White House rejects Democrats' offer on war spending bill
(Xinhua) -- Democratic leaders in the U.S. Congress offered major concessions on Friday over a war spending bill that would provide money for the Iraq war, but the offers were rejected by the White House. After a close-door meeting with top White House aides on Capital Hill, Democratic leaders said the White House said "no" to everything they proposed. "To say I was disappointed in the meeting is an understatement," said Senate Majority Leader Harry Reid, a Democrat from Nevada.
Democratic leaders offered to strip from a war spending bill billions of U.S. dollars in domestic spending that was opposed by President George W. Bush, if the White House agreed to a withdrawal timetable in the bill.
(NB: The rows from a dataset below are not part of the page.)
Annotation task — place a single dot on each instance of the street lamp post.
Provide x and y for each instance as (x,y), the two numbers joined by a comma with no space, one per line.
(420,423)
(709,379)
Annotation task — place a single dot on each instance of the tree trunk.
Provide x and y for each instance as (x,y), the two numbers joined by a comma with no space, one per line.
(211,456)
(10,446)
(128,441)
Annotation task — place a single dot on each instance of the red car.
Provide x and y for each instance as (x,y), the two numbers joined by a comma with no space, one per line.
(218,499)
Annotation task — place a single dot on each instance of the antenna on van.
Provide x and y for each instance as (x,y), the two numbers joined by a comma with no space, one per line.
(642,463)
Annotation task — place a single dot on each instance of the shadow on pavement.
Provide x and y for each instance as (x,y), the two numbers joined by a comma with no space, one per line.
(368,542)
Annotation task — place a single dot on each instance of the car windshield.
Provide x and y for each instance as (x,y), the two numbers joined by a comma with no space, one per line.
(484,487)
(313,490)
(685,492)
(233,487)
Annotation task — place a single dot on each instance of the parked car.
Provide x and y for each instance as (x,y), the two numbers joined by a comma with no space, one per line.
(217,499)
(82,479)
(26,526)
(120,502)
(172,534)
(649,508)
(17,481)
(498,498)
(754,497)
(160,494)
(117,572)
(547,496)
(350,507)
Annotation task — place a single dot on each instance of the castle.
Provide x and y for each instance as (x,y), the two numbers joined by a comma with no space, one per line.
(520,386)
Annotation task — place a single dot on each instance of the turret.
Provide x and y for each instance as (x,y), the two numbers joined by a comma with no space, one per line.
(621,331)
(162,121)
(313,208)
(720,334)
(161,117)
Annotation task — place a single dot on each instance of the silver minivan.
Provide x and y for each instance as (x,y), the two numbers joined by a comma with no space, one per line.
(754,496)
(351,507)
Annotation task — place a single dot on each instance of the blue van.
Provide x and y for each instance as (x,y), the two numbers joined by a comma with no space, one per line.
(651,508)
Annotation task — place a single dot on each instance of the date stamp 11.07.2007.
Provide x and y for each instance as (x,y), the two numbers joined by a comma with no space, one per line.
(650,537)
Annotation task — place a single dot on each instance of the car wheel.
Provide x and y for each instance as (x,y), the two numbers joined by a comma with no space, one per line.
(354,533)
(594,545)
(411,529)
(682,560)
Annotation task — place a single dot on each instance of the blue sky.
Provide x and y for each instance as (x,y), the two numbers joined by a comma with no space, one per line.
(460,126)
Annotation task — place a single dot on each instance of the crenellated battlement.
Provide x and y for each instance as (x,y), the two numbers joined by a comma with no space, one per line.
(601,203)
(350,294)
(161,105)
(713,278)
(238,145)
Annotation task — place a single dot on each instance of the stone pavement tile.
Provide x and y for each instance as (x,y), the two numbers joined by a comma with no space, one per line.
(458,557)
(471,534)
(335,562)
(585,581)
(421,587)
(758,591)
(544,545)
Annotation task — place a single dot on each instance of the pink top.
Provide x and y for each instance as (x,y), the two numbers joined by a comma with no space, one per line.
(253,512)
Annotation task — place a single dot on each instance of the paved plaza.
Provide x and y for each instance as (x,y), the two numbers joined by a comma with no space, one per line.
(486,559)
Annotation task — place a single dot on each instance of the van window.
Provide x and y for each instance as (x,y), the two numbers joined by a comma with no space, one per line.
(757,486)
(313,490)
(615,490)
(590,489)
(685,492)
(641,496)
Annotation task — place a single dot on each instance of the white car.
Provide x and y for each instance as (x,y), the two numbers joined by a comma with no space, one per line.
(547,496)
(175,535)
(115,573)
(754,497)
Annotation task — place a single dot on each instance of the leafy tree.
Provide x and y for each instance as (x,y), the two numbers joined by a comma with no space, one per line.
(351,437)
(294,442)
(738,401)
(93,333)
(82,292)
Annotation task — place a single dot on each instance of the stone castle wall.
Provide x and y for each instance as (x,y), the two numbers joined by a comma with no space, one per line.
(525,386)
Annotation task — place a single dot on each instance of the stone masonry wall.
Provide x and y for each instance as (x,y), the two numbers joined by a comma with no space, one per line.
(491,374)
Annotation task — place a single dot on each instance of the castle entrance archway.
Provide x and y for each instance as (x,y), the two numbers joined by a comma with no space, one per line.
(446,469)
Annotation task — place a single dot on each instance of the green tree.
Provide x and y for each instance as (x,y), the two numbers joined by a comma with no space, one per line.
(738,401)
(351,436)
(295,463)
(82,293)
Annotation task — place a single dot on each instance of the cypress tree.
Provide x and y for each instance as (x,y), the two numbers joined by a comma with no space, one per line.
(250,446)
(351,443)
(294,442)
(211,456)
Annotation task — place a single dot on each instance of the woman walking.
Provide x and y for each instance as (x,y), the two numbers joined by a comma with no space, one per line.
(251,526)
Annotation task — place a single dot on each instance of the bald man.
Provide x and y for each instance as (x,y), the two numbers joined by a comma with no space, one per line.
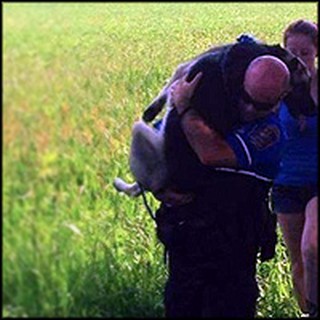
(214,245)
(266,81)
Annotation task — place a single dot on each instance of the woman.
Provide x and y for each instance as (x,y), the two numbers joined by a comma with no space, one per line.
(295,194)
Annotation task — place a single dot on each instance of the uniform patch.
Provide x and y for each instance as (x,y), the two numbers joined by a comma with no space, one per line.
(265,137)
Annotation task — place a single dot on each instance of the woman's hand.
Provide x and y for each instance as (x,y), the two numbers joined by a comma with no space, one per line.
(181,92)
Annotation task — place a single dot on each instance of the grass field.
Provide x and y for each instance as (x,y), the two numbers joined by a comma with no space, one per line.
(75,78)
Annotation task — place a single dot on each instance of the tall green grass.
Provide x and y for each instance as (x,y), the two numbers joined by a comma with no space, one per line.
(75,78)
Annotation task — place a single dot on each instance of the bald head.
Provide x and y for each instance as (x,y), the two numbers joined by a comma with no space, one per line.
(266,79)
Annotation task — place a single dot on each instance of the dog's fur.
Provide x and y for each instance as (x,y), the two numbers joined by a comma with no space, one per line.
(159,159)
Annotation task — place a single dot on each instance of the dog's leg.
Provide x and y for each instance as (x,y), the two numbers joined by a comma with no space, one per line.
(132,190)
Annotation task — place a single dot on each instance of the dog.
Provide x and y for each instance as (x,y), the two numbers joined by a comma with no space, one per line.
(162,158)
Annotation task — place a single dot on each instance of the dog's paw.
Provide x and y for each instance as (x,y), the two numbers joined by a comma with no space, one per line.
(132,190)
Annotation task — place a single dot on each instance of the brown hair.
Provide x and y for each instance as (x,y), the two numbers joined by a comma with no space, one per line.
(305,27)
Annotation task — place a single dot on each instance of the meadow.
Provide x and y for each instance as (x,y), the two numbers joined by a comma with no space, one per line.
(75,78)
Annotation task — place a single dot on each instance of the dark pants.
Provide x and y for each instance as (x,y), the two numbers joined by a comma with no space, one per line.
(212,246)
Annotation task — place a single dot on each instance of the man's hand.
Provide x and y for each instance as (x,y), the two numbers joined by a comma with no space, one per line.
(181,92)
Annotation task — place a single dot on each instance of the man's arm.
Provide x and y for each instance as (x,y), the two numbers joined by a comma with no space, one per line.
(210,147)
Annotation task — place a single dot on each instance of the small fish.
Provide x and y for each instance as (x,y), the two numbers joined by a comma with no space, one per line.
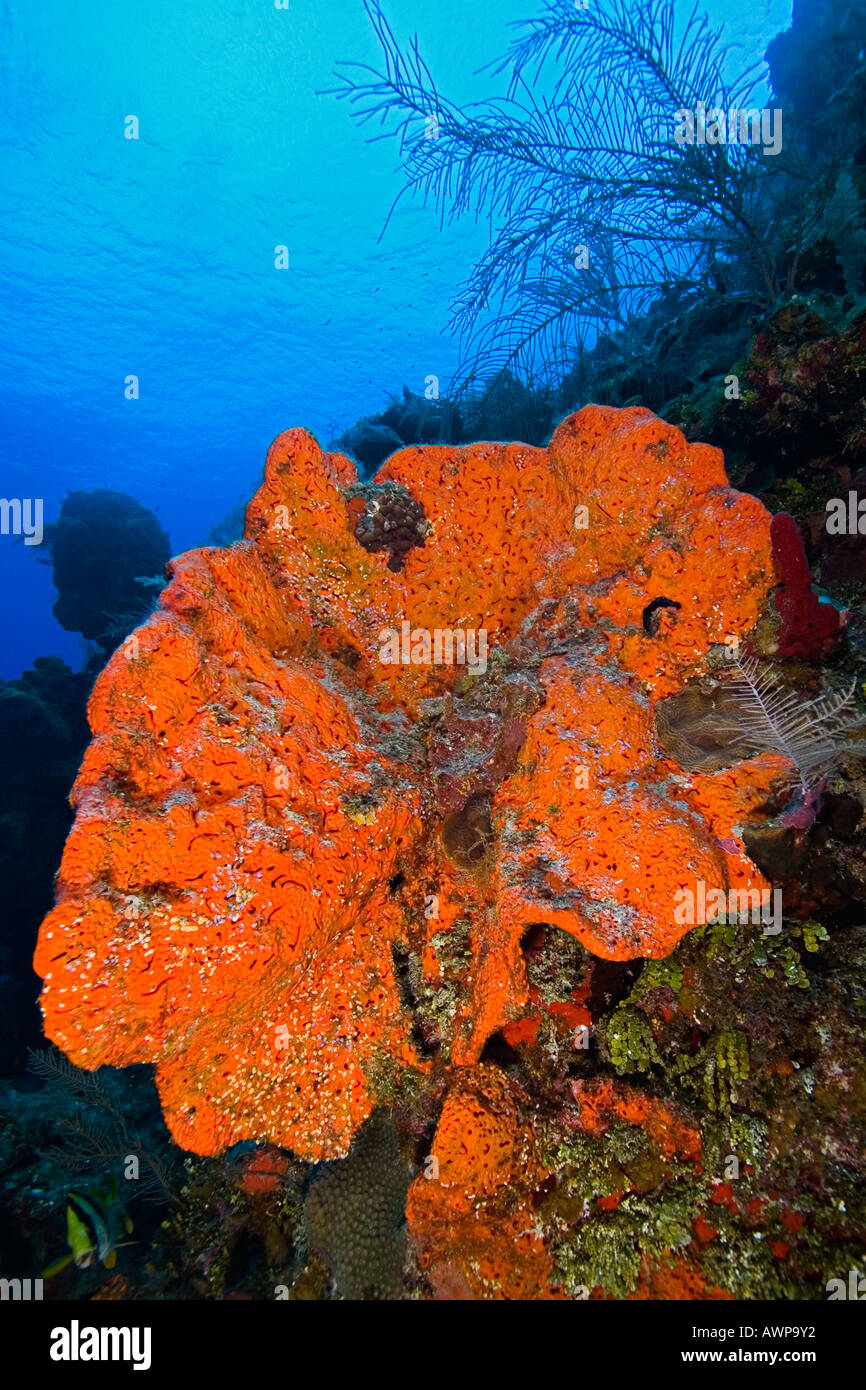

They also offered to give the president authority to waiver compliance with a timetable to pull out U.S. troops out of Iraq. But the offers were declined by the White House, and no agreement emerged.
White House chief of staff Joshua Bolten, who rejected the deal at the meeting, said any timetable would send the wrong signal to the enemies of the United States. "Whether waivable or not, timelines send exactly the wrong signal to our adversaries, to our allies and, most importantly, to the troops in the field," he said. Even without agreement with the White House, Democrats said they would try to pass a bill next week to provide funding to U.S. troops in Iraq and Afghanistan. But House Speaker Nancy Pelosi did not rule out the bill would contain a withdrawal timetable. "Nothing is off the table. The one thing that has to be on the table is accountability and this administration has never been willing to be accountable for this war in Iraq," she said.